Contour Helicopters gave CTV News an exclusive look at the ex-US military chopper as it performed test flights of its water retrieval and storage system over the Fraser River under a bluebird sky on Thursday.

"Cal Fire and LA County have been using these aircraft for over 20 years and they have a long history of wildfire suppression," said owner, Colin Pelton. "This aircraft is on average about 50 knots faster than existing aircraft, so we can get to the fire faster and we can put three to four times more water per drop."

The aircraft is equipped with what appears to be a rectangular orange box on the belly of the aircraft with a hose it dips into a lake or river, suctioning 4,500 litres of water in under a minute, and can then rapidly ascend to deploy the water in an aggressive attack on wildfire.

"Its reaction time and the water on site to the fire that quickly and the amount of water it’s hauling, it’s going to be a game-changer," said pilot, Chris Guderyan.

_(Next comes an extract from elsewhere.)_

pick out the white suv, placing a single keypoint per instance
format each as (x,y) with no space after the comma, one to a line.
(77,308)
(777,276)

The Black Hawk is a two-pilot aircraft, with flight crew the only ones permitted on board, even after full approvals. Pelton expects that'll happen by early next week, with the aircraft on standby for deployment after that.

Not a quick purchase

Purchasing an aircraft that was designed and built for the American military comes with hurdles: Contour refurbished and upgraded the 1980s aircraft over several months in the U.S., and needed export permits from the State Department, plus special approvals from the Federal Aviation Administration and Transport Canada to get it to its new home base at Fort Langley Airport.

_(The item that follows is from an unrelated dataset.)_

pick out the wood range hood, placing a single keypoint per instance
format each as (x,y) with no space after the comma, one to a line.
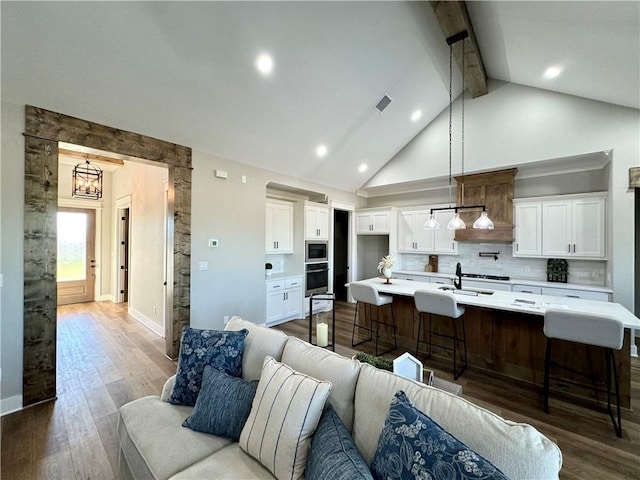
(494,190)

It now has several modifications for civilian use, including LED lights, a special window to help the pilots see for long-line rescues and other maneuverers, and is flown differently from the most common helicopters, which have one-pilot setups.

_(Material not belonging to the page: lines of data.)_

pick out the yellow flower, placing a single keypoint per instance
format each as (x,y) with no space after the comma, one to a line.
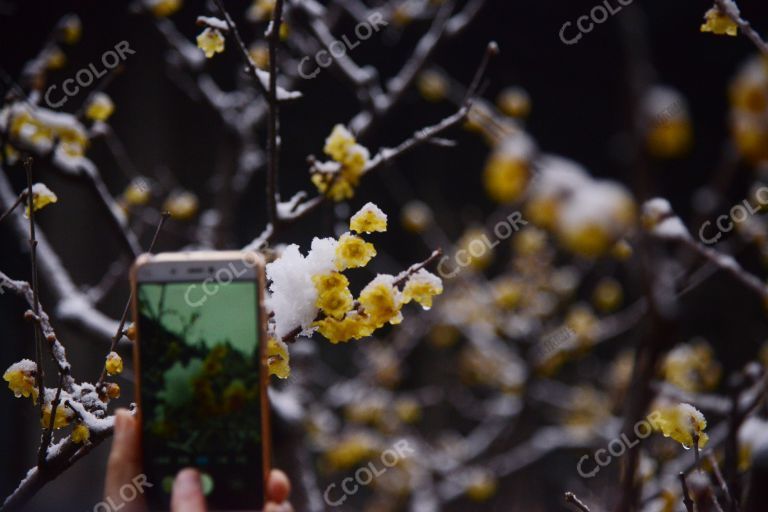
(381,301)
(71,29)
(259,53)
(278,359)
(21,379)
(138,192)
(505,177)
(63,416)
(352,326)
(114,364)
(42,196)
(80,434)
(353,252)
(681,422)
(181,205)
(339,143)
(163,8)
(335,303)
(514,102)
(719,23)
(368,220)
(100,107)
(421,287)
(260,10)
(211,41)
(113,390)
(432,85)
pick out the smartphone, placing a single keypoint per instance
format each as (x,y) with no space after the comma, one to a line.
(201,379)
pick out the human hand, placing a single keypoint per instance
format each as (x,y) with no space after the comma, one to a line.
(124,468)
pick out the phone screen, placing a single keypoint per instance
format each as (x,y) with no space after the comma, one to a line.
(200,390)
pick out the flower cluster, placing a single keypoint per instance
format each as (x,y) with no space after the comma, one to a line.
(683,423)
(44,130)
(21,378)
(339,177)
(312,293)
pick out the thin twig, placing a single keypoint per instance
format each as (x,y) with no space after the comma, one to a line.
(687,501)
(121,325)
(576,502)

"It’s a totally different strategy," said Guderyan. "There’s one person flying and will be bucketing and the other person will be watching the gauges and the power settings and communicating with other aircraft."

BC Wildfire Service relying on aerial attack

The BC Wildfire Service, which is now a year-round agency within the Ministry of Forests, is increasingly using aerial attack strategies as the fires become larger, more intense, and particularly when they threaten homes and infrastructure.

"Because of the size, scope, complexity and scale of these fires," explained Bryce Moreira, BCWS aviation preparedness officer, "the sooner we get there – the better chance we have of an effective fire suppression effort."

The wildfire service has standing agreements with 120 aviation companies in B.C. and other provinces, pre-authorizing them to call on their pilots and aircraft when needed, in addition to longer-term contracts with tankers and a handful of choppers.

For their needs, bigger means better.

"We are starting to use heavy helicopters similar to the Black Hawk or UH60-A more and more each year, and it is because they can drop a lot of water and it allows us to spread a fleet across different areas," said Moreira.

BCWS is slowly expanding its nighttime firefighting, with an open request for proposal for a short-term contract for peak wildfire season in mid-July through the end of August.

Pelton expects to have his certification fully sorted in time to apply with the hope the Black Hawk can be used to its full potential.